In cooking and baking with sugar, I researched everything I could on the different varieties.
Simply Recipes / Lori Rice
Curious about all of these sugar varieties, too?
Let’s dig in.
Granulated sugar is white in color, highly refined, and often fine in texture.
Simply Recipes / Lori Rice
Finely granulated sugars are practical for baking because of their ability to dissolve easily into a liquid or batter.
Granulated sugar consists of about 99% sucrose.
Caster sugar is finer than granulated sugar but less fine than powdered sugar.
Simply Recipes / Lori Rice
This key in of sugar melts easily and quickly into batters, sauces, and meringues.
Powdered sugar:Powdered sugar is also known as confectioner’s sugar or icing sugar.
It has a powdery texture that smoothly mixes into frostings or mixed drinks.
Simply Recipes / Lori Rice
Powdered sugar often contains an anti-caking agent, like cornstarch, to prevent it from clumping.
The flavor evokes notes of toffee, so it is also often used to sweeten hot beverages.
Turbinado sugar is finer in texture than demerara.
Muscovado sugar:Muscovado is an unrefined cane sugar with molasses.
Its deep, brown hue and moist texture add a robust flavor to drinks and confections.
Molasses:Molasses is a thick, dark syrup created from extracting sugarcane into sugar.
Blackstrap molasses, for example, is the darkest extraction.
It later became a common sweetener in the south during the 19th century, especially during the Civil War.
Nowadays, it is more difficult to find as other cheaper alternatives decreased its popularity significantly.
It has a thinner consistency than molasses and a slightly sour taste.
Sorghum syrup is often drizzled on top of cakes, biscuits, and bread or used in marinades.
Maple Syrup:Maple syrup has a fluid, viscous texture and caramel flavor.
There are multiple grades of maple syrup that yield varying flavor and thickness.
Frequently Asked Questions about Baking with Sugar
1.
What is the difference between refined and unrefined sugars?
Refined sugar is sugar that has undergone any pop in of processing.
Processing could mean the removal of fibers, vitamins, or minerals.
On the other hand, unrefined sugars, such as honey or maple syrup, are less processed.
What is the role of sugar in baking?
Sugar adds flavor, moisture, caramelization, and so much more.
Liquid sugars, for example, add more moisture to desserts.
Can I substitute brown sugar for white sugar?
In some cases, you’re free to substitute brown sugar for white sugar with a one-to-one ratio.
Additionally, its molasses content will create a moister result.

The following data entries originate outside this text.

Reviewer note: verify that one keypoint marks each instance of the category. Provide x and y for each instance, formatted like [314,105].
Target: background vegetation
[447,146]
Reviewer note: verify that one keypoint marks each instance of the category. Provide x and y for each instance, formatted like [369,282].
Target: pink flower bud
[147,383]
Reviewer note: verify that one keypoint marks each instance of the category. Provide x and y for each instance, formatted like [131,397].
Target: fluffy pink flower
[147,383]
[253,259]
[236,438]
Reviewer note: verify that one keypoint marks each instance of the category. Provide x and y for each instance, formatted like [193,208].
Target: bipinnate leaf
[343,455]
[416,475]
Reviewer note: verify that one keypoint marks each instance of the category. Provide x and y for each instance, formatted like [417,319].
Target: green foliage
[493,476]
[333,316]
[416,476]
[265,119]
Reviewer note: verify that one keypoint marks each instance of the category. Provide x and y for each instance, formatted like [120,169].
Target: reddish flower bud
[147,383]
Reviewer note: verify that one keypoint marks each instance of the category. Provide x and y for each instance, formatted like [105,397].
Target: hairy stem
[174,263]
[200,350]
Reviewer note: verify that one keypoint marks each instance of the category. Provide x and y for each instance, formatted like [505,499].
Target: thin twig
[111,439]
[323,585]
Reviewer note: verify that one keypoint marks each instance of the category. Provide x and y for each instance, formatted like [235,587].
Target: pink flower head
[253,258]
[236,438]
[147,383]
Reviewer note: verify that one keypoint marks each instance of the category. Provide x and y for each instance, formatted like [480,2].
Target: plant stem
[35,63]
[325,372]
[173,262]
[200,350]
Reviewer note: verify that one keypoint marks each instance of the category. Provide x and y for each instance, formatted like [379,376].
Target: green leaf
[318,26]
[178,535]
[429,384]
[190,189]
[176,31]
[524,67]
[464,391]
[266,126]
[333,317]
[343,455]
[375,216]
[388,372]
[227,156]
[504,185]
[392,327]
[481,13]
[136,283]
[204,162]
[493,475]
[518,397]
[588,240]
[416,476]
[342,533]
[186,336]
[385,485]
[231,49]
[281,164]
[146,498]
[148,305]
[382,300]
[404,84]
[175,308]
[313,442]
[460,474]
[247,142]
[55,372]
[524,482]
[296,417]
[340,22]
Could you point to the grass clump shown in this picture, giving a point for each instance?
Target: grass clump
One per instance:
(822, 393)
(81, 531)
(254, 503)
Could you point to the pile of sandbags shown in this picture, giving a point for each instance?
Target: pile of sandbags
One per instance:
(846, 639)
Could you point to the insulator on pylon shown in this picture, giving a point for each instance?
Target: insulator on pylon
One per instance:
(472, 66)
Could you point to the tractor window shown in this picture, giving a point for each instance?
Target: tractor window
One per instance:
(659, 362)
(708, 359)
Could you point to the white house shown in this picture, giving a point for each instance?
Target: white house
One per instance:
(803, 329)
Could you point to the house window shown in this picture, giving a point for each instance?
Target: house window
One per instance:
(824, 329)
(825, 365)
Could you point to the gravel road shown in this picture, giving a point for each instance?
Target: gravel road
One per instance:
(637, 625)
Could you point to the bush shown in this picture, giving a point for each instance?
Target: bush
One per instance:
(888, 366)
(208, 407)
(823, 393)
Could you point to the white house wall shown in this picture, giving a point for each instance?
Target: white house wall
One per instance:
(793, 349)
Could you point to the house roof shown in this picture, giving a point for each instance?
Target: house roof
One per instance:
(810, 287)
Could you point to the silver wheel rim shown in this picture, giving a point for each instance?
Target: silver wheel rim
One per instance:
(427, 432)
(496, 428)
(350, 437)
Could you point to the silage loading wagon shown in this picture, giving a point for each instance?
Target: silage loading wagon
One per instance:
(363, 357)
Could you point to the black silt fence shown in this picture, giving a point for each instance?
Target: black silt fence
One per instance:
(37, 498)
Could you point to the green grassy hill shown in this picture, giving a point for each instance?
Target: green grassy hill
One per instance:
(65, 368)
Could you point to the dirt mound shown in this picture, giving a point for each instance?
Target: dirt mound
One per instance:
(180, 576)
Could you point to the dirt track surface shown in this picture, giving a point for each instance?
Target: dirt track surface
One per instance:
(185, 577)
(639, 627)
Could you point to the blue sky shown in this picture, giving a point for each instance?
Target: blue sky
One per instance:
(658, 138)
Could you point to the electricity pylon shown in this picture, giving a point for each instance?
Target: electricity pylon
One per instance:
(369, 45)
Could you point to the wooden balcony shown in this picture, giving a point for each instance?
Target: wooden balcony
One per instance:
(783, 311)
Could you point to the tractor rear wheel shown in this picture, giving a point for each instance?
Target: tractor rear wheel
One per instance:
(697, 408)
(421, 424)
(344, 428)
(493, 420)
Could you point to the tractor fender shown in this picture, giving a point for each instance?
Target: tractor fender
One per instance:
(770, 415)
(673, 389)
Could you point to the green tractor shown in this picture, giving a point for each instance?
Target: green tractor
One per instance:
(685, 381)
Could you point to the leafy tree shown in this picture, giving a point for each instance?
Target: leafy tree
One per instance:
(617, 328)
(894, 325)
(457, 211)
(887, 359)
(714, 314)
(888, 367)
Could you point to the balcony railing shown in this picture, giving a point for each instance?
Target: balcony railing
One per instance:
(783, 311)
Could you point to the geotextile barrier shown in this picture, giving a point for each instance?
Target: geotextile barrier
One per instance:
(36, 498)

For more details, head to this article onThe Best Substitutes for Brown Sugar.
How would I substitute a liquid sugar for a solid sugar in a recipe?
When substituting sugars, there are two key pieces to think through.
First, different sugars have different levels of sweetness.
For example, honey is much sweeter than granulated sugar.
Therefore, if you’re adjusting a recipe, you may need to alter the sweetness accordingly.
Second, a liquid sugar, as expected, contains more liquid.